La norma sulla spending review del governo Monti aveva previsto la riduzione e l’accorpamento di 37 tribunali sui 165 esistenti, di 38 procure e la soppressione di tutte le 220 sezioni distaccate di tribunale. Il decreto puntava a ottenere risparmi di spesa pari a 2 milioni 889mila e 597 euro per il 2012, 17milioni 337mila e 581 euro per il 2013 e 31 milioni 358mila e 999 per il 2014. Contro il taglio dei tribunali, tuttavia, si era sviluppato un ampio movimento di protesta in tutta Italia. Tra le varie iniziative, cortei di sindaci, blocchi di strade statali, sit-in di lavoratori, lettere al premier Enrico Letta e al Capo dello Stato Giorgio Napolitano e, addirittura, la minaccia di darsi fuoco da parte di un dipendente. Infine, è arrivata la richiesta di un referendum abrogativo, promossa dal consiglio regionale dell’Abruzzo e subito sottoscritta da Basilicata, Calabria, Marche, Friuli-Venezia Giulia, Puglia, Campania, Liguria e Piemonte. “E’ giusto risparmiare in tempi difficili”, aveva spiegato Emilio Nasuti, il consigliere abruzzese delegato alla promozione del referendum. “Ma così come è concepito il provvedimento non ha senso: in alcuni casi siamo ai limiti della sospensione del servizio ai cittadini”.

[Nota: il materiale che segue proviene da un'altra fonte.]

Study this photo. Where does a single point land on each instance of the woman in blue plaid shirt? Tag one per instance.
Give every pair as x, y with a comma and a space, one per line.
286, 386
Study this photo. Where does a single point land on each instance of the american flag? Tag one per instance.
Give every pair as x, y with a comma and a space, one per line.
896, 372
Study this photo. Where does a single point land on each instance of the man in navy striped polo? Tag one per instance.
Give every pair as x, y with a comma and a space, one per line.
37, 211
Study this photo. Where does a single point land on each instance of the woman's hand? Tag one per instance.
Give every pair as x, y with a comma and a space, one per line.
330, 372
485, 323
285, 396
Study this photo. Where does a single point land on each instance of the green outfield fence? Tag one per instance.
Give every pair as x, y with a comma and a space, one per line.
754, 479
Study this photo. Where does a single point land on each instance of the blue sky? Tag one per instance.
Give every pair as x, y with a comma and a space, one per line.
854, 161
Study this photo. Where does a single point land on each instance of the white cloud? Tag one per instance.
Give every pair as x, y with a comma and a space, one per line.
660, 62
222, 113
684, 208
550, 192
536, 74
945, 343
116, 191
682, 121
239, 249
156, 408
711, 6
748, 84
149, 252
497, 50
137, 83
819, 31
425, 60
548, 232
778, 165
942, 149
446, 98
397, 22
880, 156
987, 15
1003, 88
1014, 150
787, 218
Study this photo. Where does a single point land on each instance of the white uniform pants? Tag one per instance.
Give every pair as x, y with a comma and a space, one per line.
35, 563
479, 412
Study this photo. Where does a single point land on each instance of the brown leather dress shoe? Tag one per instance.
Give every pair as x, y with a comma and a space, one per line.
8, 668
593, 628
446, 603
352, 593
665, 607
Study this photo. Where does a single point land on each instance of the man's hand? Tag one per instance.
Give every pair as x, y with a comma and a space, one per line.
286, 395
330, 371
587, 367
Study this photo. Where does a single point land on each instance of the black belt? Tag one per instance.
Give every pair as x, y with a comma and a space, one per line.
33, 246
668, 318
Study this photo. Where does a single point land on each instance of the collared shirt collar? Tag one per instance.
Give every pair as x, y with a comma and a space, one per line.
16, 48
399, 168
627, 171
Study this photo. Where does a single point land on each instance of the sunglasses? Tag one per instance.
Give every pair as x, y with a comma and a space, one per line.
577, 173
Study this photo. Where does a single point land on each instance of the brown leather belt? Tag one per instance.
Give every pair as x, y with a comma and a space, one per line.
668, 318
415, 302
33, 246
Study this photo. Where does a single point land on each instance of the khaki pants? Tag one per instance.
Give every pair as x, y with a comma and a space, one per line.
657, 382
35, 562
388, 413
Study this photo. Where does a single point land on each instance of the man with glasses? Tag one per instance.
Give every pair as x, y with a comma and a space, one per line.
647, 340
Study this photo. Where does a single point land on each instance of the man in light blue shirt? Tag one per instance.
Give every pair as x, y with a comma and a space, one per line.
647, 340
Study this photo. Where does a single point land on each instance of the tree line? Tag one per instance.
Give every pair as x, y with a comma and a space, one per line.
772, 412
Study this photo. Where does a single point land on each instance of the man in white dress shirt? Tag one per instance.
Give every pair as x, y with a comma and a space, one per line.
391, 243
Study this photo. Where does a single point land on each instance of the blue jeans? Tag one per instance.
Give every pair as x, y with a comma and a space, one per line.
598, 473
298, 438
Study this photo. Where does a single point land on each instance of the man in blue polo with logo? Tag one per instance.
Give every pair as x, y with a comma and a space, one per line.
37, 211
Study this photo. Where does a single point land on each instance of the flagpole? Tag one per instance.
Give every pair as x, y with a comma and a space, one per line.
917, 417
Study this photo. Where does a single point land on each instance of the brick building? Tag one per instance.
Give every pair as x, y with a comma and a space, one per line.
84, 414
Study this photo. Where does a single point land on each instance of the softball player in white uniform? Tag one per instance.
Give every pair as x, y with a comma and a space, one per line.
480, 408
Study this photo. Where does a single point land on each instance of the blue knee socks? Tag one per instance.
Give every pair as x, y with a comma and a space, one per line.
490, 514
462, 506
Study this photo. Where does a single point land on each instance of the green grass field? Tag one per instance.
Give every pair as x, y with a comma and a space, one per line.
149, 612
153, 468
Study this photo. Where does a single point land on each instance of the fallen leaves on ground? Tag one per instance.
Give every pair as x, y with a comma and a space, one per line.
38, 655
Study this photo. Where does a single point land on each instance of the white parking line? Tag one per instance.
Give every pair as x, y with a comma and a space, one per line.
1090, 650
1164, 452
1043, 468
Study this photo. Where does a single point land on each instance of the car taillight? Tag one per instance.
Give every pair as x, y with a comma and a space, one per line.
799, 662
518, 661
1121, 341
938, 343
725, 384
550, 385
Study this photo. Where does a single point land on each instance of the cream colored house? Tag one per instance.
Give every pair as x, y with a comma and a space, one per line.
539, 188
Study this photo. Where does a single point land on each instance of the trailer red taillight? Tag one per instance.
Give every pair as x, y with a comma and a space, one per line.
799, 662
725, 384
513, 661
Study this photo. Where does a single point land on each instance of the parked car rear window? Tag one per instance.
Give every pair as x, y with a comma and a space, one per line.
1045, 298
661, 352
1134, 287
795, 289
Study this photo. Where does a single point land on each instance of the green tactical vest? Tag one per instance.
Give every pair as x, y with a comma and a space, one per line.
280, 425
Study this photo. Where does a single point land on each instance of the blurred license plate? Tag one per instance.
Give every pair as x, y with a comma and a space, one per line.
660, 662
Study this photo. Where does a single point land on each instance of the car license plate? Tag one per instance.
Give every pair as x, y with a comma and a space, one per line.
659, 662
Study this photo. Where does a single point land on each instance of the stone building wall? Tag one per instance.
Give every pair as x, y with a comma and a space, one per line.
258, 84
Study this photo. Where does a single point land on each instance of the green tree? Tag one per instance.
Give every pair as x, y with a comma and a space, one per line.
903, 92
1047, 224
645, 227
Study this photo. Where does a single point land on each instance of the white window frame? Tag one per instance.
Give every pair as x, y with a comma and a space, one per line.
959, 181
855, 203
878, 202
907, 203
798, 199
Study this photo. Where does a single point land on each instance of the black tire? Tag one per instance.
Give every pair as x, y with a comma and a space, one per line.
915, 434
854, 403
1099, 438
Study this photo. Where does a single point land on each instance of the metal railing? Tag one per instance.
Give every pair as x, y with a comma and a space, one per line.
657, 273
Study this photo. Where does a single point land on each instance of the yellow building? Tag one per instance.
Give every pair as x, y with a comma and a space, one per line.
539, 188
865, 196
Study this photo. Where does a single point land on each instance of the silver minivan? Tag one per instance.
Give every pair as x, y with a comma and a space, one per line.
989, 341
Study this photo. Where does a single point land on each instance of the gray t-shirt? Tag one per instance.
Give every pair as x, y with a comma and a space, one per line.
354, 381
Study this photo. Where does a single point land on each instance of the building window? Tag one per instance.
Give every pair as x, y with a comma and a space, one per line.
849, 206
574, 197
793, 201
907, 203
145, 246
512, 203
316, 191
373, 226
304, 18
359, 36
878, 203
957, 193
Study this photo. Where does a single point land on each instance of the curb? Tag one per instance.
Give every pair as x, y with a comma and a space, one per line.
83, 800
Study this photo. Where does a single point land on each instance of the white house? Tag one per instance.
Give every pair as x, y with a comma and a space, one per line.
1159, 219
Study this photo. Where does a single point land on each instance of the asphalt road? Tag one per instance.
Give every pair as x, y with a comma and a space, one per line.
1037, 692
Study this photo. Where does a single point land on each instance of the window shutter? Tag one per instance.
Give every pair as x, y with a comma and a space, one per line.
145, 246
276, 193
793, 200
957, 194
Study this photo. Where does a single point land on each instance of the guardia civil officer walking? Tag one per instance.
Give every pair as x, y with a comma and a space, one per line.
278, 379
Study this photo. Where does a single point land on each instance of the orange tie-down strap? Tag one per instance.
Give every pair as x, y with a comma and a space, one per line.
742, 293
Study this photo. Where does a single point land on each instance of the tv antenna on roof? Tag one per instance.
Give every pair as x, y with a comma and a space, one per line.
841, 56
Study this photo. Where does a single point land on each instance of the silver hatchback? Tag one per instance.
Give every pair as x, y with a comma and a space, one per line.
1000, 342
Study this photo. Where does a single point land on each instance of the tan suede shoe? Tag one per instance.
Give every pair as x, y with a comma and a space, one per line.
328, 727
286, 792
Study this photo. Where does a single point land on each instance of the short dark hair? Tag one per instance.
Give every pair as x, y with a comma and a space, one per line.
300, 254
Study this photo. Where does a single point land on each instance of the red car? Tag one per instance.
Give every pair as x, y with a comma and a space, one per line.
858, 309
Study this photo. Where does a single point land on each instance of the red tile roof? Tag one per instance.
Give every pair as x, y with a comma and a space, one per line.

E mentre può ritenersi soddisfatto chi si oppone al taglio dei tribunali, non possono festeggiare Antonio Di Pietro e Paolo Ferrero. I leader di Idv e Rifondazione Comunista erano tra i promotori del quesito “anti-casta” e di quello in materia di lavoro, che sono stati ritenuti inammissibili dalla Cassazione. A quanto si apprende dallo stesso ufficio, la decisione è dovuta al fatto che le richieste sono state presentate nel cosiddetto “semestre bianco”, cioè dopo la proclamazione dei comizi elettorali, periodo in cui la legge non ne consente la presentazione. In particolare, la proposta di referendum “anti-casta”  era stato presentato da esponenti del movimento Unione Popolare guidato da Maria Di Prato e intendeva abrogare l’articolo 2 della legge 1261 del 1965, che disciplina le indennità spettanti ai membri del Parlamento. L’idea era di abolire i compensi relativi alla diaria ed alle spese di soggiorno a Roma, che ammontano a circa 3.500 euro lordi. I promotori avevano raccolto più di un milione e trecentomila firme. Quanto ai due quesiti sul lavoro, sostenuti anche dalla Fiom e da parte della Cgil, il primo proponeva l’abrogazione delle modifiche all’articolo 18 introdotte con la riforma Fornero, mentre il secondo sosteneva la cancellazione dell’articolo 8 del decreto legge Sacconi che introduce la possibilità di derogare le norme dei contratti nazionali con accordi aziendali e territoriali.